Wednesday, December 26, 2012

A Boxing Day Mystery

December 26 is Boxing Day. I've put together a very long list of mysteries that take place at Christmas, and I'm sure there are several that continue through Boxing Day, but here's a mystery that focuses specifically on Boxing Day: Nicholas Blake's Thou Shell of Death (1936). Nicholas Blake is the pseudonym of Cecil Day Lewis, late British poet laureate.

Thou Shell of Death focuses on Fergus O'Brien, a WWI flying ace. Fergus receives four letters predicting that he will be murdered on Boxing Day. Despite this, or maybe because of this, he plans a party and invites all the suspects (there are several people who might want to do him in) plus private detective Nigel Strangeways. O'Brien does die, and it's up to Nigel Strangeways with the help of Inspector Blount of Scotland Yard to solve the crime. This is Blount's first appearance in the series. Thou Shell of Death is an oldie but goodie, especially if you like houseparty mysteries.

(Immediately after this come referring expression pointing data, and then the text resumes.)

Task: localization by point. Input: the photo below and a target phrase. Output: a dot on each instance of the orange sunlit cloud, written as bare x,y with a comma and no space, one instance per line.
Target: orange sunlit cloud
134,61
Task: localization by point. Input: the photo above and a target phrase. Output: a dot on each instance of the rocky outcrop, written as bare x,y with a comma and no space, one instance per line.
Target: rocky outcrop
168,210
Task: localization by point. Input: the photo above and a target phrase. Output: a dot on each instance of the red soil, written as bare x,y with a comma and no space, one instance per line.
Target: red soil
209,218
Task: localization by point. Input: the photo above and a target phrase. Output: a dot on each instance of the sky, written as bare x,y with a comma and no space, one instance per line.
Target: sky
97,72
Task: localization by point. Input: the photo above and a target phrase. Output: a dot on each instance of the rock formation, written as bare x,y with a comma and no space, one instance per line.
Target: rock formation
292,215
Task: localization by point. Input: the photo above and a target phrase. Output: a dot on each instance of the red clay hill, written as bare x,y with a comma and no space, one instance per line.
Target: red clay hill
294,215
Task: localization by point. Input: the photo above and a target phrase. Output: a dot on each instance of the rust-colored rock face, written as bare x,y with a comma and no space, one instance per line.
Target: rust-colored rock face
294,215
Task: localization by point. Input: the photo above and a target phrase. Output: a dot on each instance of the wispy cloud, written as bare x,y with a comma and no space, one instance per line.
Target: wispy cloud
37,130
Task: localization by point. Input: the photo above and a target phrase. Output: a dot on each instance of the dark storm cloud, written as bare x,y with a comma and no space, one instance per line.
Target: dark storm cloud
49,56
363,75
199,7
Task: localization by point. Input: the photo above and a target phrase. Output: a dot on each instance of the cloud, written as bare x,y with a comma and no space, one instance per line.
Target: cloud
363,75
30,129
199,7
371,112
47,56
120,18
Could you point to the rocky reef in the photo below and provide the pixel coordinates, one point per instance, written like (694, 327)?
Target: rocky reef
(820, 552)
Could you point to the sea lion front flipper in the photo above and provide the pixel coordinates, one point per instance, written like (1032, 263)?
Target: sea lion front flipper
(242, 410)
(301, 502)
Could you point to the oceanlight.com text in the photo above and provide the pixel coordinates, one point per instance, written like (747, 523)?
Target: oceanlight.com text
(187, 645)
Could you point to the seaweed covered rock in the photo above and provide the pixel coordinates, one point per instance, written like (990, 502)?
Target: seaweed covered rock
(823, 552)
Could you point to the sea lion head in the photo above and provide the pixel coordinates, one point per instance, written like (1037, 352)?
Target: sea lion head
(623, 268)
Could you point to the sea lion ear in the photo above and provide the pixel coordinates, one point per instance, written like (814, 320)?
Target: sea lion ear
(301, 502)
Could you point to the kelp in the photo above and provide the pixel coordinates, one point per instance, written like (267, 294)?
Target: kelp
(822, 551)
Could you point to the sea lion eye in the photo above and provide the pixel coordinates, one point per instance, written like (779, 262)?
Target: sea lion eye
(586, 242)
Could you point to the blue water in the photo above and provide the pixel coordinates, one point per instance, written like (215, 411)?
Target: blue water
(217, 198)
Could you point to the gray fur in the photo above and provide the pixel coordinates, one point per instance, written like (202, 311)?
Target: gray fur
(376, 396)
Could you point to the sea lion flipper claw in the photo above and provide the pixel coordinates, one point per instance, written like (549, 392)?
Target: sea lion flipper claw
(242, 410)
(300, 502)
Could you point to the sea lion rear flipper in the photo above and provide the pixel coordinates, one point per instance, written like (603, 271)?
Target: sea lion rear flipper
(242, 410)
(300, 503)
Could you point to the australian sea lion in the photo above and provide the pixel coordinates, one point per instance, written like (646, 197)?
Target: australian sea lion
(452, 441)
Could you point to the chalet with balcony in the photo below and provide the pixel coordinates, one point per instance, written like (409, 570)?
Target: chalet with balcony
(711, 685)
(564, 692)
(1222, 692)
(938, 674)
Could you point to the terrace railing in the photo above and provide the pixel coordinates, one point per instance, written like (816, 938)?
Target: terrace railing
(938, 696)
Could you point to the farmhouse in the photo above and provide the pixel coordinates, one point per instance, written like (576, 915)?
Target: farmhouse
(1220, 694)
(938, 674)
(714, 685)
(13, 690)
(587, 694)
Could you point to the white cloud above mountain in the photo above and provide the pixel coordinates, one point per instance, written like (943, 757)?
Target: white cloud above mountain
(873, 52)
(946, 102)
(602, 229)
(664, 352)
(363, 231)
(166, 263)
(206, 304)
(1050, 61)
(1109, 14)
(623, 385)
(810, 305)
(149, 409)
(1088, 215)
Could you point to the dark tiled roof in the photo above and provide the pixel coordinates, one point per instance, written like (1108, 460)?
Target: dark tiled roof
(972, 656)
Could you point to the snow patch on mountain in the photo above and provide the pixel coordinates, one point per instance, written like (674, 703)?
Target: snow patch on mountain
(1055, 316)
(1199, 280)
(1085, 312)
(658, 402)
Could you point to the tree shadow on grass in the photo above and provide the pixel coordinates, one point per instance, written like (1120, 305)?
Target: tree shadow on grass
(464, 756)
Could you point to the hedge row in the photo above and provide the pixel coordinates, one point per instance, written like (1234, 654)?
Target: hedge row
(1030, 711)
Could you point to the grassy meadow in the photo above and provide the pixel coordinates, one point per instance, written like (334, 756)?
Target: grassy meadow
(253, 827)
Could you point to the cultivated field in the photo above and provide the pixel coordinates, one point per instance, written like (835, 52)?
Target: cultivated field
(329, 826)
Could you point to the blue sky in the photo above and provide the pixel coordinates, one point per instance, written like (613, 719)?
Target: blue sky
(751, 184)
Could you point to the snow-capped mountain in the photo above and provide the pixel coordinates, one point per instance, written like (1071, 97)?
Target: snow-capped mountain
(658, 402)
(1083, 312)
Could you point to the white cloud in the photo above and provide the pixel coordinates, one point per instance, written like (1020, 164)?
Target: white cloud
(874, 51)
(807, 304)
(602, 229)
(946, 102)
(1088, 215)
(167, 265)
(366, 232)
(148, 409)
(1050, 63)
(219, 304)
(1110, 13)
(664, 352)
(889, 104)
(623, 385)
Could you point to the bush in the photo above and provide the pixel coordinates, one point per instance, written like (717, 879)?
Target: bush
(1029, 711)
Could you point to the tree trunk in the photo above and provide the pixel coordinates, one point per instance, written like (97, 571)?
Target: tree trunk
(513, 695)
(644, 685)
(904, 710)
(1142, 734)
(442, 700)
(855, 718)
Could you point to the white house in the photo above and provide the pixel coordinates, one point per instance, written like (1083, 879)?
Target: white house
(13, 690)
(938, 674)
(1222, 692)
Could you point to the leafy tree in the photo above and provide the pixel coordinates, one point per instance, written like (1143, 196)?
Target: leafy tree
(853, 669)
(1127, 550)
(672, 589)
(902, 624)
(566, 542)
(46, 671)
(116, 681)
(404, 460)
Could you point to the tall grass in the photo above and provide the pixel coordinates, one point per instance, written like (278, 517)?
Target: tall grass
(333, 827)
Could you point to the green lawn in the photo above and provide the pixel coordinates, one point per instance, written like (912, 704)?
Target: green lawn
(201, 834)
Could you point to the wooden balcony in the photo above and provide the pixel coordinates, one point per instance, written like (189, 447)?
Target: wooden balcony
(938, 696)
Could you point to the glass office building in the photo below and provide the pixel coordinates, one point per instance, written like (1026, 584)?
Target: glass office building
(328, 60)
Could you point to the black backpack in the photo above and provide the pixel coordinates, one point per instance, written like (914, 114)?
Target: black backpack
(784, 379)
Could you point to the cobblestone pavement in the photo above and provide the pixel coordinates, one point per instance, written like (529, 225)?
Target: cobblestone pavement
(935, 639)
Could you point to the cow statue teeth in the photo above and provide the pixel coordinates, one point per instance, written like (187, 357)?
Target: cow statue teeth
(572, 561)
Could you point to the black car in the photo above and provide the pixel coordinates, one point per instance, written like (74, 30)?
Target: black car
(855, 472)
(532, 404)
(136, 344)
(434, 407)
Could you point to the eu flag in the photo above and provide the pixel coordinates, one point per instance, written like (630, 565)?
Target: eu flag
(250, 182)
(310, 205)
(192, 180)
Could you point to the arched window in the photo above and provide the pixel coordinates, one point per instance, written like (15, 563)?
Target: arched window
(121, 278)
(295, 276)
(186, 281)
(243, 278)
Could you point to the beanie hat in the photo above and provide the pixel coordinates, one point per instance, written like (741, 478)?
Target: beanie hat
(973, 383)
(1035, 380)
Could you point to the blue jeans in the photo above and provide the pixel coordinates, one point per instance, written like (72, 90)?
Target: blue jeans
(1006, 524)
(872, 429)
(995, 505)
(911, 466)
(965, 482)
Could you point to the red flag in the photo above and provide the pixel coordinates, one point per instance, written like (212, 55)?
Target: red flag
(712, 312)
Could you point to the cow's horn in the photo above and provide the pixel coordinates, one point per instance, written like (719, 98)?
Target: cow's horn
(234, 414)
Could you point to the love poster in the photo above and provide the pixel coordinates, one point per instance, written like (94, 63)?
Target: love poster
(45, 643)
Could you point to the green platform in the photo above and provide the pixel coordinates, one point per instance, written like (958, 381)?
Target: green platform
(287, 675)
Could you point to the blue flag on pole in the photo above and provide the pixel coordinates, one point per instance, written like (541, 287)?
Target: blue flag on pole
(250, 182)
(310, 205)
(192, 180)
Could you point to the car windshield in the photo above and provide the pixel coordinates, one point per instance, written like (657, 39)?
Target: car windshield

And, in case you're not familiar with Boxing Day, it's the day after Christmas, when "servants and tradesmen traditionally would receive gifts from their superiors." Today it's a national holiday in the U.K. and Ireland. As far as why it's called Boxing Day, there are several different theories:

A ‘Christmas Box’ in Britain is a name for a Christmas present.
Boxing Day was a day off for servants and when they received a ‘Christmas Box’ from the master.
The servants would also go home to give ‘Christmas Boxes’ to their families.
A box to collect money for the poor was placed in Churches on Christmas day then opened the next day.
Great sailing ships when setting sail would have a sealed box containing money on board for good luck. If the voyage were a success the box was given to a priest, opened at Christmas and the contents given to the poor.

Any Boxing Day Mysteries I've forgotten?

1 comment:

Kelly Robinson said...

I own this one, but haven't read it yet. Blake's The Beast Must Die is one my faves.